Here's The Story Behind That Kendrick Lamar And U2 Song
Mike Will Made-It, who produced "XXX," explains how he and Kendrick connected with Bono: Jimmy Iovine. "Jimmy might have anybody around."
When you hang out with Jimmy Iovine for long enough, sooner or later you get to meet Bono.
At least that's how Mike Will Made-It makes it sound. Speaking with BuzzFeed News on Thursday, the super-producer described how the U2 frontman might have ended up in Kendrick Lamar's orbit and on "XXX," one of the most talked-about songs from the hip-hop artist's rapturously received new album DAMN.
Mike — who co-produced "XXX" along with DJ Dahi, Sounwave, Bekon, and Top Dawg — wasn't in the room when Bono recorded his part for the song, but he said he has a good idea of how the collaboration went down. He's personally met the mononymous rock star a few times over the years at the home of Iovine, the head of Apple Music and founder of Interscope Records, the label to which Mike, Lamar, and U2 are signed.
"I done had breakfast with Bono, I had had lunch with Bono, just like being around Jimmy," said the producer, known for his prior work with Future, Rae Sremmurd, and Katy Perry.
The first time Mike and Bono met, years ago, neither one initially recognized the other. "Of course I know U2, but I didn't know who that was at the table with me eating," Mike confessed, laughing. "Jimmy was like 'You know who this is?' I was like 'Maaan, no disrespect, but no.'"
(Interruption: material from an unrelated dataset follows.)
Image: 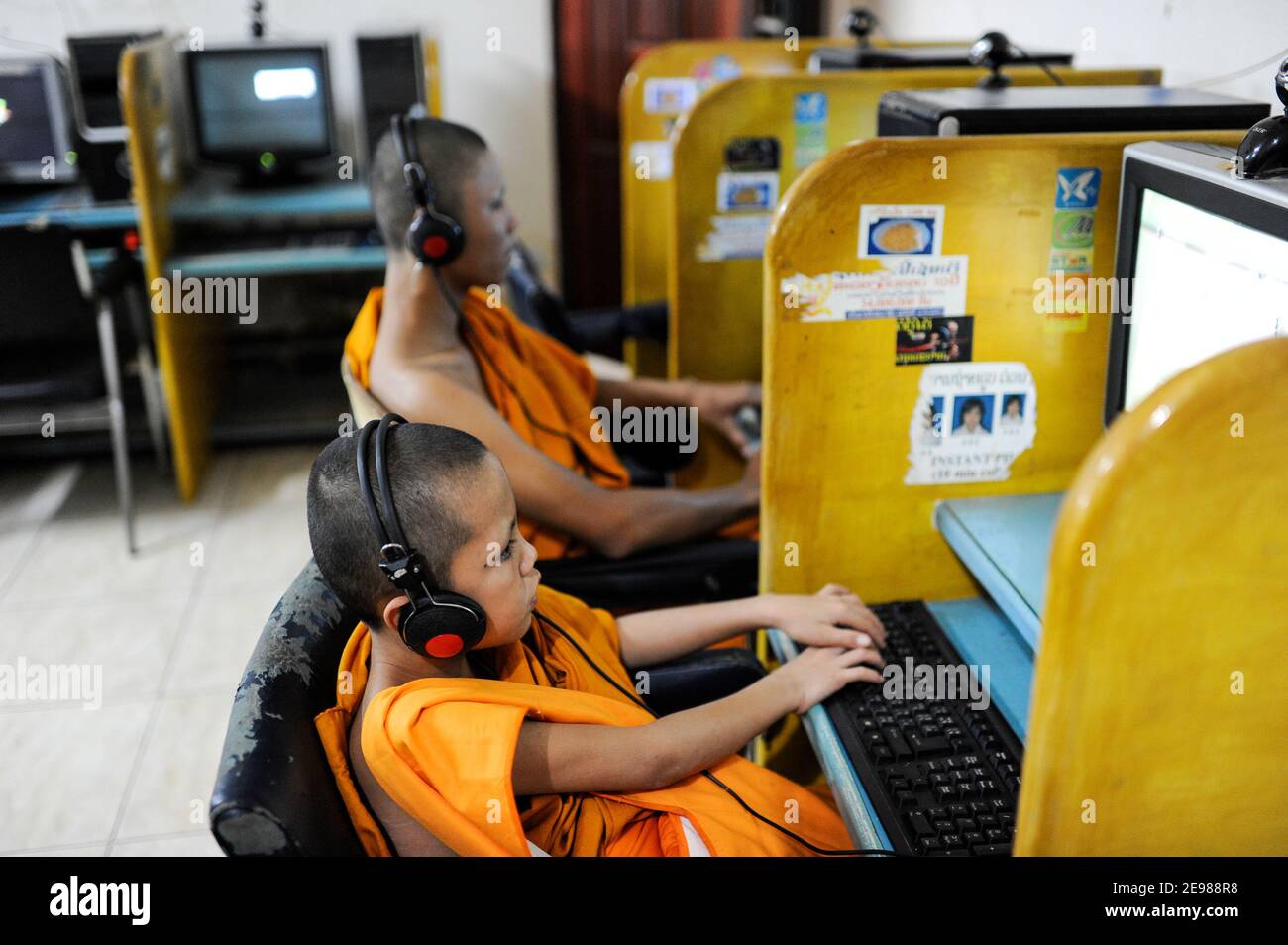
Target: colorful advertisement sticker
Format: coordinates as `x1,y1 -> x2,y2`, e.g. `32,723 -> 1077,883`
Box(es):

"Jimmy might have anybody around," he explained. "He might have the owner of SoundCloud, or the owner of some other company, you know what I'm sayin'? ... So I was like, 'No, I don't know which cool friend this is for you.' And he said, 'Yo this is the legendary Bono from U2,' and I was like 'OK, dope.' And then he told Bono, 'Yo, this is a hot producer' ... After that, we exchanged numbers, we exchanged emails, and we always said we wanted to work together."
When he was working on the beat that became "XXX" on his own last year, Mike didn't actually have any idea that his occasional lunch buddy would end up on the song — a hard-hitting, shapeshifting elegy about structural racism's effects on black American life. He wasn't totally surprised when Lamar called him with the news ("I'm sure he's met Bono multiple times as well") but he had a hard time conceiving of what the song might sound like initially (as did others). "I was really tryin' to imagine, like, 'How could U2 get on that track?'" he said. "Like the track was just so uptempo."
To make it work, Lamar's production team expanded on the template established by Mike's original drums (heard in the song's middle portion), adding transitions and some new instrumental sections, including the downbeat piano that accompanies Bono's part.
When Mike heard the final product, he was delighted at the way everything clicked. "It was just ill to play a part in that. It was just ill to produce that record and actually go in with [Lamar] and do some creative shit," he said. "With Bono, I hadn't wanted to really blow him up or force it, because I wasn't really sure how we could even work together. But with everybody adding their contributions to this song right here, it just came out dope as fuck man."